Preparation of Heart Transplant:
- The preparations for a heart transplant begin weeks or months before you receive a donor heart.
- You should evaluate a heart transplant center and check your health insurance to see which transplant centers are covered under your plan.
- Consider the number of heart transplants a center performs each year and the survival rates while evaluating a heart transplant center.
- You will need to have an evaluation to see if you are eligible for a transplant once a center is decided. The evaluation include having a heart condition that would benefit from transplantation, are healthy enough to undergo surgery and post-transplant treatments, might benefit from other, less aggressive treatment options, are willing and able to follow the medical program outlined by the transplant team and will agree to quit smoking, if you smoke.
- The center will put you on a waiting list if the transplant center medical team determines that you are a good candidate for a heart transplant.
- Your heart and other organs will be monitored and your treatment will be adjusted as necessary by your medical team while you are on the waiting list.
- A ventricular assist devices (VADs) will be recommended by your doctor to support your heart while you wait for a donor organ if medical therapy fails to support your vital organs.
- A pager or cellphone is provided by the transplant center to notify you when a potential heart is available.
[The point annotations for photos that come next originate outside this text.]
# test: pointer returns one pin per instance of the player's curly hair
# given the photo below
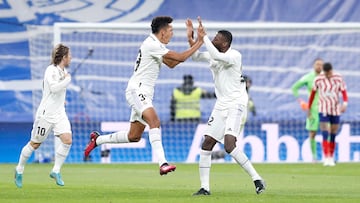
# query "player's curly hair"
(59, 52)
(160, 22)
(227, 35)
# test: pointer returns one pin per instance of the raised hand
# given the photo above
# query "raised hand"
(201, 30)
(189, 29)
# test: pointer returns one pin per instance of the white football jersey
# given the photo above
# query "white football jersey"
(147, 65)
(52, 105)
(226, 68)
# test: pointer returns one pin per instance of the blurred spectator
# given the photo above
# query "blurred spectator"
(185, 101)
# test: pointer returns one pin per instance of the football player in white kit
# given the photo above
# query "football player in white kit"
(140, 90)
(229, 113)
(51, 115)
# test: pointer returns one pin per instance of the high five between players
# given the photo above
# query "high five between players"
(229, 113)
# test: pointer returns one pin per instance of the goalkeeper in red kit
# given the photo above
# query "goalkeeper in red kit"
(329, 84)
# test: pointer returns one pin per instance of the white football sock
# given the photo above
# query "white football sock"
(60, 155)
(245, 163)
(118, 137)
(204, 169)
(26, 152)
(156, 145)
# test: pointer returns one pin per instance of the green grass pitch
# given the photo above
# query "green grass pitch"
(142, 183)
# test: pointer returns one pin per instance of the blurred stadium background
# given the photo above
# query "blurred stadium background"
(273, 58)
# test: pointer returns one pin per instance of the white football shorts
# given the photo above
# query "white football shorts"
(138, 101)
(42, 128)
(226, 122)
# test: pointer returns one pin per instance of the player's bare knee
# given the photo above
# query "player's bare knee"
(229, 147)
(208, 143)
(66, 138)
(155, 123)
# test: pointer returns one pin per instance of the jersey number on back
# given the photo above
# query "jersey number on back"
(138, 60)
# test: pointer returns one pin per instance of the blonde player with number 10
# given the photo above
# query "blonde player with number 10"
(51, 115)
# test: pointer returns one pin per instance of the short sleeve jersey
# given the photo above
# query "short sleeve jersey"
(329, 89)
(147, 65)
(230, 88)
(308, 81)
(52, 105)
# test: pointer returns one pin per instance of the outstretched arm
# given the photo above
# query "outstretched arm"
(173, 58)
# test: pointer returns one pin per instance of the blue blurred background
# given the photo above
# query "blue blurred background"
(16, 102)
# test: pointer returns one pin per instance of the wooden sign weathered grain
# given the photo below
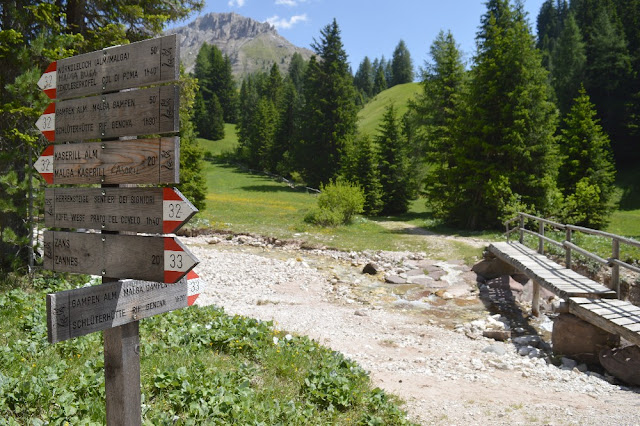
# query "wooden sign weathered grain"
(147, 210)
(162, 259)
(138, 161)
(114, 68)
(85, 310)
(126, 113)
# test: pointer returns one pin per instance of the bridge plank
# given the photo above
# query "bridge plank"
(624, 325)
(564, 282)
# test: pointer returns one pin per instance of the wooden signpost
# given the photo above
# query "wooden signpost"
(115, 68)
(85, 310)
(162, 259)
(148, 210)
(163, 263)
(135, 112)
(140, 161)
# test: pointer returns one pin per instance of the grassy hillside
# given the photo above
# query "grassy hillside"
(370, 116)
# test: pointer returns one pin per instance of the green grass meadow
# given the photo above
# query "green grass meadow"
(370, 116)
(198, 366)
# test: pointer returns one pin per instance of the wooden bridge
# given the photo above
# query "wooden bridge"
(586, 299)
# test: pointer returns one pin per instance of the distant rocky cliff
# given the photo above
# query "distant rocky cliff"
(251, 45)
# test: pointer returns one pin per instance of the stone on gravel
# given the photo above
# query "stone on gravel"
(394, 279)
(569, 363)
(623, 363)
(495, 349)
(494, 268)
(371, 269)
(500, 335)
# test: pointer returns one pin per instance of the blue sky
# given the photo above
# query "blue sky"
(371, 27)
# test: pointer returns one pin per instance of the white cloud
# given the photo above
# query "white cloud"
(284, 24)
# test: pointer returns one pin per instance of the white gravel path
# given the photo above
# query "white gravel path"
(444, 376)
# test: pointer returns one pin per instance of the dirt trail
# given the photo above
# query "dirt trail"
(444, 376)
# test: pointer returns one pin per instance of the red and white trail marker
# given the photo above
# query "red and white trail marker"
(149, 258)
(136, 161)
(147, 210)
(85, 310)
(47, 122)
(48, 80)
(114, 68)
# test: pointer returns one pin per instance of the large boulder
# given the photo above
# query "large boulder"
(493, 268)
(580, 340)
(622, 363)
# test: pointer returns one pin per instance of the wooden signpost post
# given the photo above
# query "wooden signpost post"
(156, 271)
(136, 112)
(85, 310)
(150, 258)
(115, 68)
(140, 161)
(148, 210)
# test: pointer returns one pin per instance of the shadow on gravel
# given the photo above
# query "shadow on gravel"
(497, 297)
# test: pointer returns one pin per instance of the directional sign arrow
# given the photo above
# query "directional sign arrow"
(48, 80)
(162, 259)
(114, 68)
(85, 310)
(126, 113)
(148, 210)
(142, 161)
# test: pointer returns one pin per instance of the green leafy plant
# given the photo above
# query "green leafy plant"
(338, 202)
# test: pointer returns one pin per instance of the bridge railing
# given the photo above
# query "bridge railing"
(612, 262)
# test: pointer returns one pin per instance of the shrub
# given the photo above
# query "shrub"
(338, 202)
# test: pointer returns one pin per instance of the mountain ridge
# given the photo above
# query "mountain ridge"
(251, 46)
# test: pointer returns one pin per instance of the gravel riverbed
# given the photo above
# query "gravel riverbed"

Your cellphone or pager should be charged and turned on at all times.
- You will have to go to the transplant hospital immediately after being notified as you and your transplant team have limited time to accept the donation.
- A final evaluation will be done by your doctors and transplant team once you arrive at the hospital to determine if the donor heart is suitable for you and if you are ready for surgery.
- You might not be able to have the transplant if your doctors and transplant team decide that either the donor heart or surgery is not appropriate for you.
Procedure for Heart Transplant:
- Heart transplant is an open-heart procedure that may take several hours. The surgery is more complicated and will be longer if you have had previous heart surgeries.
- General anesthetic will be received by you before the procedure.
- You will be connected to a heart-lung bypass machine by the surgeon to keep oxygen-rich blood flowing throughout your body.
- An incision will be made in your chest by the surgeon. Your chest bone will be separated and your rib cage will be opened by the surgeon so that he or she can operate on your heart.
- The diseased heart will be removed and the donor heart will be sewed into place. The major blood vessels will then be attached to the donor heart.
- The new heart will start beating when blood flow is restored. Sometimes an electric shock is required to make the donor heart beat properly.
- Medication will be provided to help with pain control after the surgery.
- You will be on ventilator to help you breathe and tubes in your chest to drain fluids from around your lungs and heart.
- You will also receive fluids and medications through intravenous (IV) tubes after surgery.
Recovery from Heart Transplant:
- Initially you will have to stay in the intensive care unit (ICU) for a few days, then will be moved to a regular hospital room.
- The patient will probably stay in the hospital for about a week or two after leaving ICU. The duration of stay in the ICU and in the hospital varies from person to person.
- You will be monitored at your outpatient transplant center by your transplant team after you leave the hospital.
- You will also be monitored for any signs or symptoms of rejection, such as shortness of breath, fatigue, fever, not urinating as much or weight gain.
- If you notice any signs or symptoms of rejection or infection, let your transplant team know.
- You will have frequent heart biopsies in the first few months after heart transplantation to determine whether your body is rejecting the new heart, when rejection is most likely to occur.
- The frequency of biopsies decreases over time.